Since 1972, Portnoy has been with Cades Schutte, one of Hawaii’s preeminent law firms, and served as president of the Hawaii State Bar Association in 2007.

He and his wife, Sandi, a travel agent, love to roam. He has been to every state except North Dakota and has crisscrossed the globe. But when he wants to relax and “do nothing,” Portnoy and his wife go to their home in Kamuela on Hawaii Island.

“We’re 2,800 feet up, looking out at the horses on Parker Ranch, watching the rain come in. My wife does jig-saw puzzles. It’s just very relaxing.”

 

L. Richard Fried

In the late 1960s, as L. Richard Fried finished flight-navigation school for the Arizona Air Guard, he was asked if he wanted to go to Hawaii. It sounded better than another summer in Arizona, where he grew up, so he signed up for the transfer.

The Vietnam War was on, and Fried flew a cargo plane for the U.S. Air Force, alternating between bases in Asia and Hawaii. When he returned to Hawaii, he transferred to the Hawaii Air National Guard. With a law degree under his belt (obtained from the University of Arizona in 1966), Fried went for an interview that yielded an $800-a-month offer as an associate with Honolulu firm Pratt, Moore, Bortz and Case, which has been around since the late 1800s.

Fried was admitted to the Hawaii State Bar in 1968 and in 1973 co-founded his firm, now called Cronin, Fried, Sekiya, Kekina & Fairbanks, which has grown from four to 17 lawyers, with 50 employees in all.  

During four decades in a practice that focuses on medical malpractice cases, but includes personal injury, product liability and aviation law, Fried, 67, claims he is “just starting to figure it out,” while acknowledging his firm has had “pretty good results over the years.”

That’s one way to put it. Fried has landed more than 50 verdicts and settlements in excess of $1 million from medical malpractice suits.

“It gives me great joy to represent people who have been victims of corporate arrogance or [of] those who don’t do what they should,” says Fried. He cites a case in which a baby was massively brain-damaged after being given carbon dioxide instead of oxygen by a pediatrician at Tripler Army Medical Center. In 2006, a federal judge awarded $16.5 million to the child’s family, which resides in San Antonio, Texas.

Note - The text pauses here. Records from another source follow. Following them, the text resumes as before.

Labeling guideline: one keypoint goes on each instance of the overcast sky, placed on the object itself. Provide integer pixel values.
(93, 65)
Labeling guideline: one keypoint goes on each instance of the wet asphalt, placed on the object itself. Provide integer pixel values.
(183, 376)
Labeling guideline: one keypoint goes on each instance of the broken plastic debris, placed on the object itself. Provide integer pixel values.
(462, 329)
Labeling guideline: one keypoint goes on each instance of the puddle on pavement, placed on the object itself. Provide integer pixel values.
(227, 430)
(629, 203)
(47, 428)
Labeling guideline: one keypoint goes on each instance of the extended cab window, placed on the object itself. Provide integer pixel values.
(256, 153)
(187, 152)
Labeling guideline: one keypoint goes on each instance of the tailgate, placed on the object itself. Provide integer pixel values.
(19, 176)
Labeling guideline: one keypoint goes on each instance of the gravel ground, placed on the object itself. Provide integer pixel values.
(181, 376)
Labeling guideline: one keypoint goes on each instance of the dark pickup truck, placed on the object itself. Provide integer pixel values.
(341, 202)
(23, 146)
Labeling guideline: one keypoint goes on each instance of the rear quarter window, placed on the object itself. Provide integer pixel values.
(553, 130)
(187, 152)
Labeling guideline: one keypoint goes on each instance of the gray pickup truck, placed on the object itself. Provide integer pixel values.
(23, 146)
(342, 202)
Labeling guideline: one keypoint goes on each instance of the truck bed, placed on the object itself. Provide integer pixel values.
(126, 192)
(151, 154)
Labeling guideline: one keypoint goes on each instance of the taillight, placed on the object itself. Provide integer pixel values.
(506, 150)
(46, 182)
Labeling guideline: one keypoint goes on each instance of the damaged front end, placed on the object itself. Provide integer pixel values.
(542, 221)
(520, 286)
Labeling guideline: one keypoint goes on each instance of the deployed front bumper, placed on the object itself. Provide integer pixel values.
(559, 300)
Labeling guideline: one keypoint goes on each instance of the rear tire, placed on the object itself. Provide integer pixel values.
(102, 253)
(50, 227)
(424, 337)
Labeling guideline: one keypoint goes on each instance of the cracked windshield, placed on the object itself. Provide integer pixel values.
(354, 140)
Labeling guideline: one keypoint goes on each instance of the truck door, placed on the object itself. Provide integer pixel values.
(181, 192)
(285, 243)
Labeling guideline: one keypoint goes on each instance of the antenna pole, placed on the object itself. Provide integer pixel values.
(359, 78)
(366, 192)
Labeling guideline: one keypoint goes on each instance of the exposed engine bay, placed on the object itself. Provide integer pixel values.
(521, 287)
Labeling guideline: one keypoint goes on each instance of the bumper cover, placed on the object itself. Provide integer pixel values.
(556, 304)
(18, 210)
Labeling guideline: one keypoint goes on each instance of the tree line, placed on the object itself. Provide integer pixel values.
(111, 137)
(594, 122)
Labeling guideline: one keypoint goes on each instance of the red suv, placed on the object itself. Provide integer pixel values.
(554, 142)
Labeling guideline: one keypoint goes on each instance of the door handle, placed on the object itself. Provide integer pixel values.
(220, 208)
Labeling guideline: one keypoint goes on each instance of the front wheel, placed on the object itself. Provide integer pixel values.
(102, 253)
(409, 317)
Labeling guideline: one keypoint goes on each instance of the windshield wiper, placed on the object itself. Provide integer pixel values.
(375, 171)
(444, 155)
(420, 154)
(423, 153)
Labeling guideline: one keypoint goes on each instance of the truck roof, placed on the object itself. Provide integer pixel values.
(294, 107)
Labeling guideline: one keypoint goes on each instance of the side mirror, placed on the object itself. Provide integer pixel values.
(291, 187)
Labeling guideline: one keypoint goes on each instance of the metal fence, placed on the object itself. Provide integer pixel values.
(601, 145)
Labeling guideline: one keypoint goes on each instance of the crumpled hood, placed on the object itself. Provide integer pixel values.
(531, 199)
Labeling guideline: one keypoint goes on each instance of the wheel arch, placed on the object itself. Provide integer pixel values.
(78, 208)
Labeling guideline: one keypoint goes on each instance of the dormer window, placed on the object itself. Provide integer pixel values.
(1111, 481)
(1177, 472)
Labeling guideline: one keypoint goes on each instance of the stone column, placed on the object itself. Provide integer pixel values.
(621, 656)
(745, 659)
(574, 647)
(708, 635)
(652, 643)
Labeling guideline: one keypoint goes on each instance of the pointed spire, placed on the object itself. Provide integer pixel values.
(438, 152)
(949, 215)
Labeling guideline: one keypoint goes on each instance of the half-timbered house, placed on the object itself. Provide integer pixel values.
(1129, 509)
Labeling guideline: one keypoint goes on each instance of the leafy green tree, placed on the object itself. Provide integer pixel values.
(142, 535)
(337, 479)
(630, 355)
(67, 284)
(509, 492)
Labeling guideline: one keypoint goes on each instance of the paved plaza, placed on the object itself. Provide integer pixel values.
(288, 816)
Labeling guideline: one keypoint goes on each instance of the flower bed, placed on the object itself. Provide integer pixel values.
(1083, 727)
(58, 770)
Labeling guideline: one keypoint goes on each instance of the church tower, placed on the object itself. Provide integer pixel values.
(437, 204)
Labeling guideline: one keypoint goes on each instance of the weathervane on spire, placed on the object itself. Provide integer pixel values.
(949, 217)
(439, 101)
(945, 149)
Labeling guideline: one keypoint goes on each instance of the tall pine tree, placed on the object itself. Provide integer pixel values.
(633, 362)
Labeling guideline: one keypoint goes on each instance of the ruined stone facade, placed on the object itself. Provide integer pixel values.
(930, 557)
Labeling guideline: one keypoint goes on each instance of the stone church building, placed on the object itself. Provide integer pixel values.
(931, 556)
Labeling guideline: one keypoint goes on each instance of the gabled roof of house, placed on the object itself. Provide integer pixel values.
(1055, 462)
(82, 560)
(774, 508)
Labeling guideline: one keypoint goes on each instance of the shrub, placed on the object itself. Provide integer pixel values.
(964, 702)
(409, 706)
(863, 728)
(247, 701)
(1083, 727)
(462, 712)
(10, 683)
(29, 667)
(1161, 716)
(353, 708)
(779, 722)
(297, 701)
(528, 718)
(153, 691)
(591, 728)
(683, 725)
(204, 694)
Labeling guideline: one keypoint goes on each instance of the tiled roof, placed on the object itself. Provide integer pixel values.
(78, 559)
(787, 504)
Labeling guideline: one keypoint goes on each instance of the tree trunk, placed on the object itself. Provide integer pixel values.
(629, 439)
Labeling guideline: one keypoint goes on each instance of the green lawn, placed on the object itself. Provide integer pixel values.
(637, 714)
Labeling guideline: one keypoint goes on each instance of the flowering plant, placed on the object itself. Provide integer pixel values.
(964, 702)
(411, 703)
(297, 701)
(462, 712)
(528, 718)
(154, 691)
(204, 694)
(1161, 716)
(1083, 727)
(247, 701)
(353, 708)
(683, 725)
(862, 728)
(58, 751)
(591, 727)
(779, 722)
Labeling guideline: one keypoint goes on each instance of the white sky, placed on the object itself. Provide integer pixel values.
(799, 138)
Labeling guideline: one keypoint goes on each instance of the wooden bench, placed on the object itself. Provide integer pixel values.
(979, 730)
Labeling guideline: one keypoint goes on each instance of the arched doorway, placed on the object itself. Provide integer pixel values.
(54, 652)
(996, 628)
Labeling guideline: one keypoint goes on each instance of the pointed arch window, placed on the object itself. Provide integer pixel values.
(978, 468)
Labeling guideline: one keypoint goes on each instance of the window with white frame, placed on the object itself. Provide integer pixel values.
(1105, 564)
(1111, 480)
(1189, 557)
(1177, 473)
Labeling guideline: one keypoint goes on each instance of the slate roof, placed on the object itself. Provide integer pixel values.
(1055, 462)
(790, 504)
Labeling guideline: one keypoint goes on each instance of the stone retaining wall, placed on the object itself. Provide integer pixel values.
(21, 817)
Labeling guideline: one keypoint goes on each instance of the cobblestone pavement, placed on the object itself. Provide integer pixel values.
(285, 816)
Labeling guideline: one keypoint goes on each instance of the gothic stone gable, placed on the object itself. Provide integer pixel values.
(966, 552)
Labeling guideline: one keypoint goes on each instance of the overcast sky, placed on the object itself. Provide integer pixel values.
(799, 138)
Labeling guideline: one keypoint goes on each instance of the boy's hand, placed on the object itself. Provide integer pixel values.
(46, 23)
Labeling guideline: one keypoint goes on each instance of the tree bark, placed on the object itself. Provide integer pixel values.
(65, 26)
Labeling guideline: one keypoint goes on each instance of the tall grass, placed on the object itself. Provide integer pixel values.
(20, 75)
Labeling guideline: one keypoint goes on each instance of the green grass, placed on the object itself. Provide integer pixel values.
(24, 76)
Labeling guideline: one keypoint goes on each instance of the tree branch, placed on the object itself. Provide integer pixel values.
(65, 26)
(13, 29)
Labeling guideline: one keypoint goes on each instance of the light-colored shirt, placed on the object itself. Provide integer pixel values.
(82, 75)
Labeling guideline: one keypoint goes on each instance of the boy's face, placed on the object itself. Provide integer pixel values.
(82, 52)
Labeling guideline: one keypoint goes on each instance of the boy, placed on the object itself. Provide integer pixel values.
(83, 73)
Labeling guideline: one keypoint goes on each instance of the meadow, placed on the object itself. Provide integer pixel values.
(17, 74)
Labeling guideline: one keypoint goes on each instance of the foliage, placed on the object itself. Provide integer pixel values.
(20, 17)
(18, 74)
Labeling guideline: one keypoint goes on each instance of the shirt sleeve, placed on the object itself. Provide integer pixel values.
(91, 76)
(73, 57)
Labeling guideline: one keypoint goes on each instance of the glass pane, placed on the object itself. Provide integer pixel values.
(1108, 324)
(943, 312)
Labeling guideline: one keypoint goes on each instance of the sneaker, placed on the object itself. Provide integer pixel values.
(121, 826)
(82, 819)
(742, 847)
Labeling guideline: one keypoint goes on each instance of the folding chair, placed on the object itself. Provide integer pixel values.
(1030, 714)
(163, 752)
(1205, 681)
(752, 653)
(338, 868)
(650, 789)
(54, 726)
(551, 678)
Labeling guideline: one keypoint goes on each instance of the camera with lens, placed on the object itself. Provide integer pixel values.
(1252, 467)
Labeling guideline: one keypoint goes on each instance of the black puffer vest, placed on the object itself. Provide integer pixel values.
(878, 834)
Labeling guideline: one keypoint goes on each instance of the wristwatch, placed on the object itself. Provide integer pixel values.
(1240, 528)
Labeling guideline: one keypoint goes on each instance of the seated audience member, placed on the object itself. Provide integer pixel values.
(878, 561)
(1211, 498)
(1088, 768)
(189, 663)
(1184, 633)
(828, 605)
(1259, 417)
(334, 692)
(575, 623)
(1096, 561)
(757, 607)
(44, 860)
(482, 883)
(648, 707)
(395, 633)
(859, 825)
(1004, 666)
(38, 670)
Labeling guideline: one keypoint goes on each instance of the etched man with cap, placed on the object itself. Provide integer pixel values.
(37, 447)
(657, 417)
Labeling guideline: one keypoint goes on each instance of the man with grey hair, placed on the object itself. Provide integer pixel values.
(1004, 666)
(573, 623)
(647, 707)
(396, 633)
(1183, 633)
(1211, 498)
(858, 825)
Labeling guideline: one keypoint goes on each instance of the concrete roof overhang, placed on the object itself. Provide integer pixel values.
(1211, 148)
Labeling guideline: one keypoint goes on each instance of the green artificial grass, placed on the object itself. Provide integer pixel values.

Fried currently represents a Samoan woman who arrived at the Honolulu Airport from American Samoa with her 14-day-old son and a nurse, only to be detained in a locked room by U.S. Immigration officials who questioned the woman’s entry documents, which Fried says turned out to be in order. Rather than going directly to Kapiolani Medical Center for scheduled medical treatment for the baby, who was born with a hole in his heart, the three were delayed as the baby’s condition worsened. The child died later that morning.

Fried has also handled aviation cases, including a 1989 incident in which a United Airlines 747 flying from Honolulu to New Zealand experienced a cargo-door failure, resulting in the deaths of nine passengers. Fried’s clients were survivors who suffered post-traumatic stress and were awarded between $600,000 and $900,000.

Though Fried has forged his career in Hawaii, he has tried a number of personal injury cases on the mainland. That transition, he says, is relatively straightforward. On the other hand, he notes, a lawyer coming to Hawaii who is unfamiliar with local culture and language might experience difficulties with Hawaiian or pidgin terms—a mixture of languages—used in the courtroom. 

“When the pidgin starts flying, I’ve seen blank expressions on the faces of lawyers from the mainland,” Fried says.

The terminology may be different, but the work ethic, he says, is the same. “Some may be surprised to learn we work every bit as hard as lawyers on the mainland,” says Fried, who is always in his office on Saturdays. When he comes in on Sundays, he finds other partners also working, while the rest of Hawaii is at the beach. 

Away from the office, Fried enjoys snow skiing as a break from the tropics and is active on the boards of the Hawaii Theatre Center, Shriners Hospitals for Children and the Honolulu Symphony, and is an adviser to the American Civil Liberties Union. He spends his free time on the tennis court, joking that he peaked when he was 12. Fried calls himself a “decent old man’s player.” The U.S. Tennis Association begs to differ, having ranked him as high as No. 3 nationally in his age group.